Hari mengatakan langkah Polda Sumbar tersebut membuat keluarga korban ketakutan, termasuk 18 korban penganiayaan lainnya yang masih hidup.
Ia mengungkapkan keluarga para korban bakal merasa takut karena anaknya kemungkinan akan diproses hukum lantaran dianggap mendiskreditkan citra kepolisian.
Selain itu, Hari juga menambahkan adanya intimidasi itu bakal memengaruhi psikologi para korban.
Hal ini, imbuhnya, turut memengaruhi keterangan dari para korban karena merasa ketakutan.
"Bahkan (akibat intimidasi) bisa jadi nanti keterangan A jadi berubah jadi B. Ini yang kita minta upaya kami supaya segera mungkin untuk memberikan surat perlindungan bagi korban," kata dia.
Alhasil, Hari meminta Kapolri, Jenderal Listyo Sigit Prabowo menghentikan upaya intimidasi yang dilakukan Polda Sumut.
"Kepada Kapolri untuk menghentikan segala bentuk intimidasi kepada keluarga korban," ucap Hari.
IPW: Polisi Jangan Resisten
Ketua Indonesia Police Watch (IPW), Sugeng Teguh Santoso meminta kepolisian Polda Sumatera Barat jangan resisten atau menentang kritik masyarakat terkait adanya dugaan tewasnya Afif karena disiksa polisi.
Sugeng mengatakan narasi adanya dugaan polisi menyiksa AM menjadi bentuk kritik agar kepolisian bekerja sesuai dengan aturan.
"Polisi tidak boleh resisten terhadap kritik masyarakat seperti yang disampaikan di medsos bahwa diduga korban mati karena dianiaya polisi, itu adalah salah satu bentuk kritik kepada Polri agar aparaturnya bekerja menurut aturan undang-undang dan HAM," katanya, Senin (24/6/2024).
"Jadi jangan diserang orang yang mengkritik lewat medsos," sambungnya.
Di sisi lain, Sugeng juga meminta agar penyelidikan kasus ini jangan terkesan ditutupi sehingga menimbulkan asumsi bahwa ada upaya melindungi anggota kepolisian.
"Pemeriksaan perkara matinya korban anak ini tidak boleh dilakukan secara menyembunyikan fakta, melindungi anggota apabila ada dugaan pelanggaran prosedur maupun tindakan kekerasan.

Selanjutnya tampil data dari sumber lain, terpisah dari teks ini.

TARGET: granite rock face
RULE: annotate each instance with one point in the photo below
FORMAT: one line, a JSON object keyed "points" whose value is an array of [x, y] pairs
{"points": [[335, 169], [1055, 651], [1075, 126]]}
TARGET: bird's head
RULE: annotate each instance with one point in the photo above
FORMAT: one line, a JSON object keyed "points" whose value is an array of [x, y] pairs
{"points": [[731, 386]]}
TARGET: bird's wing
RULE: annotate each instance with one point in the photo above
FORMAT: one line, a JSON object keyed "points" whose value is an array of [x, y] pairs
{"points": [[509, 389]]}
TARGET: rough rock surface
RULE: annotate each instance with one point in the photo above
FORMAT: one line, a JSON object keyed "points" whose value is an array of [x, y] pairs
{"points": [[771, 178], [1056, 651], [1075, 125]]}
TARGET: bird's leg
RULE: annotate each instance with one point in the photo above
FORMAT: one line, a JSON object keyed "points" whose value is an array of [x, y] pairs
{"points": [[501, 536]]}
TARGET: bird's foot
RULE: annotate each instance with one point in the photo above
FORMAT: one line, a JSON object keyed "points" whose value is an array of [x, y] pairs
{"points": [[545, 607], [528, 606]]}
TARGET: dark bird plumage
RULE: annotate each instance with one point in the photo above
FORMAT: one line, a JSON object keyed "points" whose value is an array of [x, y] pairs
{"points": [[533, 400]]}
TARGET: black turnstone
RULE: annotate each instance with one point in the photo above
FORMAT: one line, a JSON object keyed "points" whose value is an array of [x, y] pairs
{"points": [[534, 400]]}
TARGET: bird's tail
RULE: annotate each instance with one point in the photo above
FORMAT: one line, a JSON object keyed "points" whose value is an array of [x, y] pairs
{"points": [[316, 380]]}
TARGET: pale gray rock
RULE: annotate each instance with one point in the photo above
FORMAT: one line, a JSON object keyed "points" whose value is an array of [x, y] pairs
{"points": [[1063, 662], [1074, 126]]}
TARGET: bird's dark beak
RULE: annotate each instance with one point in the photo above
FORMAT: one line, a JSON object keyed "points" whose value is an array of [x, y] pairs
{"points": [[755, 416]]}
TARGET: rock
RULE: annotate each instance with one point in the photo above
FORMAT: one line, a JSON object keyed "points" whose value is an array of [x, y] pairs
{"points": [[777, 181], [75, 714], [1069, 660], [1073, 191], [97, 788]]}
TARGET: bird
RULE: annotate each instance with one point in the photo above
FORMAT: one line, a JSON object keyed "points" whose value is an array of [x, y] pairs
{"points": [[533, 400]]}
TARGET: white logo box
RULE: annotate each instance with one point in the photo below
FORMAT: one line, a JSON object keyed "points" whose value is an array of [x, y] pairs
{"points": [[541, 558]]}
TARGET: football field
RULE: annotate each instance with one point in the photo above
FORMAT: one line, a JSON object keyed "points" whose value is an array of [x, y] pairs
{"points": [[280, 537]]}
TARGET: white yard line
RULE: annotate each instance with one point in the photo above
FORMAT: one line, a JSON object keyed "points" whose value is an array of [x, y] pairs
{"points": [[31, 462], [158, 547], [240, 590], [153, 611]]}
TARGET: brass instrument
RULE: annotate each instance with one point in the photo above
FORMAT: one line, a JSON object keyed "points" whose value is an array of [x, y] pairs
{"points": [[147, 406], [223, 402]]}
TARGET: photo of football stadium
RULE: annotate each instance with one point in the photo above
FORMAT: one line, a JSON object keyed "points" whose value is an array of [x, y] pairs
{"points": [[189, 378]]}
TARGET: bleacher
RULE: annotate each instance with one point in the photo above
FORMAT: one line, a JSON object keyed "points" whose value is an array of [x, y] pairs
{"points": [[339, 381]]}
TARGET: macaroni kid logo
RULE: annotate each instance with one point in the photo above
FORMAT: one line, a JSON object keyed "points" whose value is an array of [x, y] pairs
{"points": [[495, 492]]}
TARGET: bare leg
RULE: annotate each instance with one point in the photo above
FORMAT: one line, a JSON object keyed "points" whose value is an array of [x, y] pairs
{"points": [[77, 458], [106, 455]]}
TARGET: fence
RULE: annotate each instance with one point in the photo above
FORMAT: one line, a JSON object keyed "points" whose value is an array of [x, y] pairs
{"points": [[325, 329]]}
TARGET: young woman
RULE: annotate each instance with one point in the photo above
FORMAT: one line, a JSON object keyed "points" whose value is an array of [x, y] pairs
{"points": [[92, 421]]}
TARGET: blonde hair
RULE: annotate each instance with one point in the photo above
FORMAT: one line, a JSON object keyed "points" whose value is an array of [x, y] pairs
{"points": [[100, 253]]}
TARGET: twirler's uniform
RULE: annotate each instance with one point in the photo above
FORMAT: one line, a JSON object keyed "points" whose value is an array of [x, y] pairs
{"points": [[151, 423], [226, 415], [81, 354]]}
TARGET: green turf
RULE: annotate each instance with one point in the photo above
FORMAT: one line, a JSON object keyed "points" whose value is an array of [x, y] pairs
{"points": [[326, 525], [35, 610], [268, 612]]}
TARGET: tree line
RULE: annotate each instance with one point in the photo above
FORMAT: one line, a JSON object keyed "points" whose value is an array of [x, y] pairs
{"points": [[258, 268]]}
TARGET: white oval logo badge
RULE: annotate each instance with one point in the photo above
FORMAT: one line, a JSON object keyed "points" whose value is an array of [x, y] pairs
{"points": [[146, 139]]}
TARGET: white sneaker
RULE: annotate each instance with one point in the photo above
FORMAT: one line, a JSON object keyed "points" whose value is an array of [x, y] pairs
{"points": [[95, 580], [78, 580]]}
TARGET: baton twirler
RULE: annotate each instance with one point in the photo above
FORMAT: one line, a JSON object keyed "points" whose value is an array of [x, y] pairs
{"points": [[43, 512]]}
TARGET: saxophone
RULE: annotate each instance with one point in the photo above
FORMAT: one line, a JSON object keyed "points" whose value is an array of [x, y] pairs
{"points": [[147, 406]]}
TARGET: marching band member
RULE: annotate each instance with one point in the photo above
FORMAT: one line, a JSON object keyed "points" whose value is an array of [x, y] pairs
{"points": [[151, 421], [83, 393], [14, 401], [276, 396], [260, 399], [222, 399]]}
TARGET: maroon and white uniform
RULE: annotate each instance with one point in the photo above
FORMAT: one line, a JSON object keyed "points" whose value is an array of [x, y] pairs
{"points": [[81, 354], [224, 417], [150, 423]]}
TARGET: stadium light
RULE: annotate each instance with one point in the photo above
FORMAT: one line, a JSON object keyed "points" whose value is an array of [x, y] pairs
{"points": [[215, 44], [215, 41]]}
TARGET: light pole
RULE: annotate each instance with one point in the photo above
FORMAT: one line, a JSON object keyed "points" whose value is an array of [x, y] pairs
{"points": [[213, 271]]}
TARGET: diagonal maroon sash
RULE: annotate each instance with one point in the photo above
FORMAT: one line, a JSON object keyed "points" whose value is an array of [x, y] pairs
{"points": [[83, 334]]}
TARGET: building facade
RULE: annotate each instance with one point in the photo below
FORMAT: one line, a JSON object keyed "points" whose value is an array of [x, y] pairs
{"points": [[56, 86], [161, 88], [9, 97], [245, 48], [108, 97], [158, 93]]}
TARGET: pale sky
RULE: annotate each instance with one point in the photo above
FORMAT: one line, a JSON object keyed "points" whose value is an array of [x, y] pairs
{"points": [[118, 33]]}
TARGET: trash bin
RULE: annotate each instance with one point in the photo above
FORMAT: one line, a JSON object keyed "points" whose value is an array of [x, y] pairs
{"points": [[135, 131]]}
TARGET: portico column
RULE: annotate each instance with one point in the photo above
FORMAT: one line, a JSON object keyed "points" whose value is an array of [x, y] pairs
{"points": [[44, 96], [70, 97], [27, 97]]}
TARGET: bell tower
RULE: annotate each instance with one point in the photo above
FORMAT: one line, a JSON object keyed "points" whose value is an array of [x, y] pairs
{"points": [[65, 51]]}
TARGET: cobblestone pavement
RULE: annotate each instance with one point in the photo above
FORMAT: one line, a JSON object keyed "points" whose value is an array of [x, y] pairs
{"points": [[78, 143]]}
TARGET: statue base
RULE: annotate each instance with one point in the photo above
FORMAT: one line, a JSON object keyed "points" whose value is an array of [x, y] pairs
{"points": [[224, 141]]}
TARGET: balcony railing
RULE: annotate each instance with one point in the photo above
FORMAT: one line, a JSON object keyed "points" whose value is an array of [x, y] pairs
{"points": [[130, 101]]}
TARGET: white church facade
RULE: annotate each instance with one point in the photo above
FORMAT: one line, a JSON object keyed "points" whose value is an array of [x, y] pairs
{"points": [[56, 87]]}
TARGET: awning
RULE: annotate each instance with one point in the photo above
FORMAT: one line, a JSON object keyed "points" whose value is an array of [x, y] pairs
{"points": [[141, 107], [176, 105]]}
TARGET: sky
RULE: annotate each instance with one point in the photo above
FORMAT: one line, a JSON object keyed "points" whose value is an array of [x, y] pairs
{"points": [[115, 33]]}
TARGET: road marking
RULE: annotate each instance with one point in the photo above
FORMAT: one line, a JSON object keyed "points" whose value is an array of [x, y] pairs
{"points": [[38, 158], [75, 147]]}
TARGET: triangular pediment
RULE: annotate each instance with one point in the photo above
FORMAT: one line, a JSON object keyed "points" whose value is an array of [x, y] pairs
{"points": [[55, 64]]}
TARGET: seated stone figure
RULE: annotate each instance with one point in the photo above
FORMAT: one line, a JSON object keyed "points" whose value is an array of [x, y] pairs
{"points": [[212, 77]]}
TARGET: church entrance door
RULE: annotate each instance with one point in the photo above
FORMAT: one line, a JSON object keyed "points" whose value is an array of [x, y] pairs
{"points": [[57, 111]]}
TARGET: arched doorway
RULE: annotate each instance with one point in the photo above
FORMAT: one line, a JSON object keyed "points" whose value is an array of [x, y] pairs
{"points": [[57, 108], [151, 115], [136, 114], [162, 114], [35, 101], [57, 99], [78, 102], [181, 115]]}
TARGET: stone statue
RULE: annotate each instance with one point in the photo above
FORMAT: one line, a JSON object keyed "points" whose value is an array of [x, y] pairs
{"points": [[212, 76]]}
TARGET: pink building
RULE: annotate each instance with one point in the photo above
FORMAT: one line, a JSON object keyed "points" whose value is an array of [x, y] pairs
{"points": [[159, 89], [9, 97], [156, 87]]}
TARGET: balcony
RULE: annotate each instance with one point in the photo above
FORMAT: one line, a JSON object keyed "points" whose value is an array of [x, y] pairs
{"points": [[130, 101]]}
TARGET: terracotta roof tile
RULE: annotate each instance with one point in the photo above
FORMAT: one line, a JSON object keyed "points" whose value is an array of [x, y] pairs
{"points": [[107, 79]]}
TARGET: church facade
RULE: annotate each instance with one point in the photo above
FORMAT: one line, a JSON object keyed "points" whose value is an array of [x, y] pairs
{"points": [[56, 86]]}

Harus didalami secara obyektif, transparan, dan hak asasi bagi korban dan keluarganya," tegasnya.
Terpisah, pakar psikologi forensik, Reza Indragiri Amriel mengkritik pernyataan Suharyono yang menurutnya terkesan defensif dengan berupaya mencari penyebar informasi bahwa tewasnya Afif karena disiksa polisi.
Reza menilai, pernyataan Suharyono tersebut bisa membuat adanya dugaan upaya menutup-nutupi kesalahan anggotanya sendiri.
"Kapolda juga perlu ekstra hati-hati dalam mengeluarkan pernyataan. Pernyataan yang terkesan defensif akan sangat berisiko dinilai sebagai cara menutup-nutupi kesalahan sejawat atau silence wall atau curtain code," katanya dalam keterangan tertulis, Senin (24/6/2024).
Reza mengatakan seharusnya Polda Sumbar menginisiasi dilakukannya eksiminasi dengan melibatkan masyarakat guna menjembatani komunikasi dengan publik.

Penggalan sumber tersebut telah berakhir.